Сейчас она, как обычно, могла бы пощёлкать пальцами перед его глазами, но не решилась — это был не тот момент, когда всё можно было перевернуть в шутку. Но то, как пристально, внимательно, даже с какой-то нежностью, граничащей с раздражением и усталостью от всех этих чувств и невыясненных отношений, он смотрел на неё, ей даже нравилось. Казалось, она впервые заметила, что он так на неё смотрел, впервые обратила внимание на то, сколько в глазах мужчины усталости, сочувствия и одновременно бессилия от того, что он ничего не мог сделать и что не мог обратить на себя её внимание. На её глаза навернулись слёзы, и Сакура даже сама не заметила этого — почувствовала только, как в глазах предательски защипало, и говорить больше не смогла, даже если хотелось. Просто она понимала, что, как только приоткроет губы, в горле встрянет ком либо выльется какой-то неразборчивый поток слов. Она снова заплачет навзрыд, и тогда серьёзного разговора не состоится — Учихе придётся утешать её и успокаивать, прижимая к себе сильной рукой и утешительно поглаживая по волосам.
Плакать было нельзя. Это табу, которое Сакура мысленно установила у себя в голове и подчеркнула жирным шрифтом.

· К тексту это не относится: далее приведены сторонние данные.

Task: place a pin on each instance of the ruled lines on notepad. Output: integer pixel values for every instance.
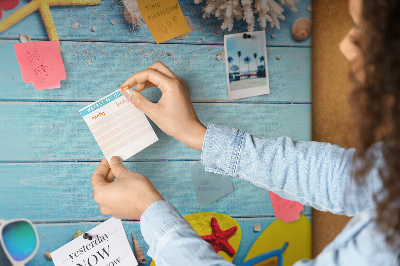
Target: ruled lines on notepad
(120, 129)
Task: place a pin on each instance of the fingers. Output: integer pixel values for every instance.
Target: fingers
(140, 102)
(100, 174)
(142, 86)
(117, 167)
(160, 80)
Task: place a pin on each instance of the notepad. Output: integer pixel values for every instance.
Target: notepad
(118, 126)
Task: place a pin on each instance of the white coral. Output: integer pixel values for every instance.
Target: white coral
(228, 10)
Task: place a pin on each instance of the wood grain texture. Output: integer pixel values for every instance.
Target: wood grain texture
(331, 88)
(48, 155)
(63, 232)
(112, 63)
(102, 14)
(54, 131)
(63, 191)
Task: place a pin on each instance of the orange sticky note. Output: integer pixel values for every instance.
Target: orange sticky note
(41, 64)
(164, 18)
(287, 210)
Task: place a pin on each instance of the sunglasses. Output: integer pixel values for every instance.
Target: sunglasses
(19, 240)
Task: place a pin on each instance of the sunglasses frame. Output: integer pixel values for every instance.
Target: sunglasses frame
(3, 223)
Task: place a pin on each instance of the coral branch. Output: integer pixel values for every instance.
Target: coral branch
(228, 10)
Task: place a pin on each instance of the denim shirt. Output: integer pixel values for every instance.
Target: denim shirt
(312, 173)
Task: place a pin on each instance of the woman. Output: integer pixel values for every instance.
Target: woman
(363, 183)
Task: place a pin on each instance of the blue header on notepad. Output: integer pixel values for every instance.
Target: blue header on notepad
(100, 103)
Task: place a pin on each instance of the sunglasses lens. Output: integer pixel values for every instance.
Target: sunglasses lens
(19, 240)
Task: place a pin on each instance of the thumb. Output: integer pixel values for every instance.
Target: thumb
(138, 100)
(117, 167)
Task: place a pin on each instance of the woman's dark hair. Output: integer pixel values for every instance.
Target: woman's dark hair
(375, 102)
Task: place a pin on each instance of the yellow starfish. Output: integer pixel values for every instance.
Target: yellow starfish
(44, 8)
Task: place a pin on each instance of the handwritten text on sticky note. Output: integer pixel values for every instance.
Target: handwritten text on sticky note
(109, 246)
(287, 210)
(41, 64)
(164, 18)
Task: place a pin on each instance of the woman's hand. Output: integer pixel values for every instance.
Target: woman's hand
(174, 113)
(126, 198)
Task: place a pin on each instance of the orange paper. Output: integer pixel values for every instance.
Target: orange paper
(164, 18)
(287, 210)
(41, 64)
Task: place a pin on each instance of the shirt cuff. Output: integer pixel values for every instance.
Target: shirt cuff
(157, 220)
(222, 148)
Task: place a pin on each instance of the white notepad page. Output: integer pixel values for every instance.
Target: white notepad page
(118, 126)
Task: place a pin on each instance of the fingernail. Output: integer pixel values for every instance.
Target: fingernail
(127, 93)
(124, 88)
(115, 160)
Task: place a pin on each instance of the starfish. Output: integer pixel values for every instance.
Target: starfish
(44, 8)
(219, 239)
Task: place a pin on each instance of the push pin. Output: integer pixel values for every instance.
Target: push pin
(88, 236)
(246, 36)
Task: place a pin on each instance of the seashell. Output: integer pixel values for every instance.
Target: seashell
(24, 38)
(301, 29)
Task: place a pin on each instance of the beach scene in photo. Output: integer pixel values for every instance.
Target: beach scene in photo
(246, 63)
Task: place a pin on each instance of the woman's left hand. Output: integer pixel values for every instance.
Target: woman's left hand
(126, 198)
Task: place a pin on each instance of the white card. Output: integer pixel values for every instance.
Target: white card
(109, 246)
(118, 126)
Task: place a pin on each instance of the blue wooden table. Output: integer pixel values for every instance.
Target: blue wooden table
(48, 154)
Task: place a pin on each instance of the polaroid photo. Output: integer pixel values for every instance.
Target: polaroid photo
(246, 64)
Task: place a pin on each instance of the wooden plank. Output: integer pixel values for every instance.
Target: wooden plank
(112, 63)
(56, 131)
(63, 191)
(52, 236)
(101, 16)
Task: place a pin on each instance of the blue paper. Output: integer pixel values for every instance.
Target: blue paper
(209, 186)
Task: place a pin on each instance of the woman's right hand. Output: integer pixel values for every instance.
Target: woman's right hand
(173, 113)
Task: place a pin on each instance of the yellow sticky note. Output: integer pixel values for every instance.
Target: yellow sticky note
(164, 18)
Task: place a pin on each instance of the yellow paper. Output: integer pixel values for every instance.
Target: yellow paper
(164, 18)
(297, 234)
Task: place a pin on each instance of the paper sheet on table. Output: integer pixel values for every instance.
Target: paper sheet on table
(164, 18)
(41, 64)
(209, 186)
(109, 246)
(287, 210)
(118, 126)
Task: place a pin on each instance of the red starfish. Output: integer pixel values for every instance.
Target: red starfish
(219, 239)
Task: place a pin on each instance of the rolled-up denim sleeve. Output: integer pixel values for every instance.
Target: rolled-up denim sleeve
(172, 241)
(313, 173)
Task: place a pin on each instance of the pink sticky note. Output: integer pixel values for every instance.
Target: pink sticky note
(41, 64)
(287, 210)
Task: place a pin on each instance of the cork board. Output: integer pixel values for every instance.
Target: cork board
(331, 88)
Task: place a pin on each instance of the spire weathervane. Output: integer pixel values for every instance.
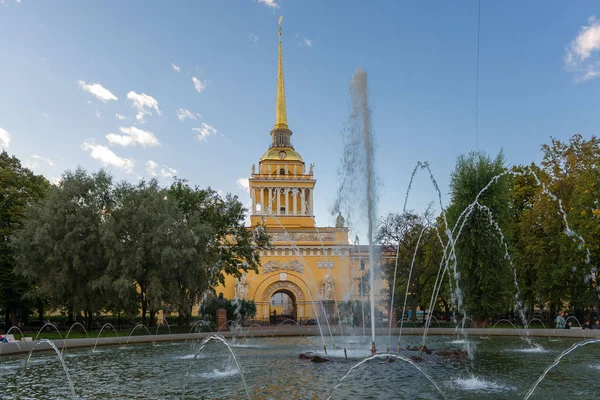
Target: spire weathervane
(280, 116)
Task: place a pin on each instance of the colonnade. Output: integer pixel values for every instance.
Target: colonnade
(278, 199)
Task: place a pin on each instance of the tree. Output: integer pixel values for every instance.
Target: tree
(59, 245)
(221, 243)
(485, 275)
(19, 188)
(550, 258)
(136, 232)
(402, 232)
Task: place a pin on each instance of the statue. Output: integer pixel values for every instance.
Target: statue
(327, 287)
(241, 287)
(340, 221)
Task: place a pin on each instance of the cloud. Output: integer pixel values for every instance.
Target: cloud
(151, 167)
(132, 136)
(98, 90)
(4, 139)
(34, 161)
(199, 85)
(44, 159)
(582, 56)
(184, 113)
(204, 132)
(167, 172)
(270, 3)
(243, 184)
(143, 103)
(107, 157)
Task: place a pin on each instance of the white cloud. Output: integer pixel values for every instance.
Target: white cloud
(151, 167)
(143, 103)
(243, 184)
(132, 136)
(167, 172)
(270, 3)
(199, 85)
(44, 159)
(107, 157)
(583, 53)
(4, 139)
(204, 132)
(97, 90)
(184, 113)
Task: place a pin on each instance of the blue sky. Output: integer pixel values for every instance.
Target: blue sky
(539, 78)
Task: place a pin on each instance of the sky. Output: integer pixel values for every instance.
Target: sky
(187, 89)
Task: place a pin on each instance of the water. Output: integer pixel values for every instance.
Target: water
(272, 370)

— Хорошо, давай объяснимся друг другу в чувствах — взрослые люди всё-таки, — мужчина примирительно поднял ладони, показывая, что он готов на мирный и спокойный разговор. Голос у него был твёрдым, несмотря на то, что происходило несколько минут назад, и он старался не срываться на крик, хотя давалось ему это заметно тяжеловато. Сакура лишь коротко кивнула, заложив руки за спину и пристально глядя на него, надеясь, что в полумраке коридора он не может видеть её слёз, навернувшихся на глаза, а вытирать их было стыдно. — Я люблю тебя и всегда любил, ещё со старшей школы. Мне даже как-то всё равно, кем ты меня считаешь. Но знаешь, надоело оставаться у тебя на ночь, забывать по привычке толстовку и уходить, притворяясь, как будто мы и вправду всего лишь друзья. Неужели всё из-за того первого раза?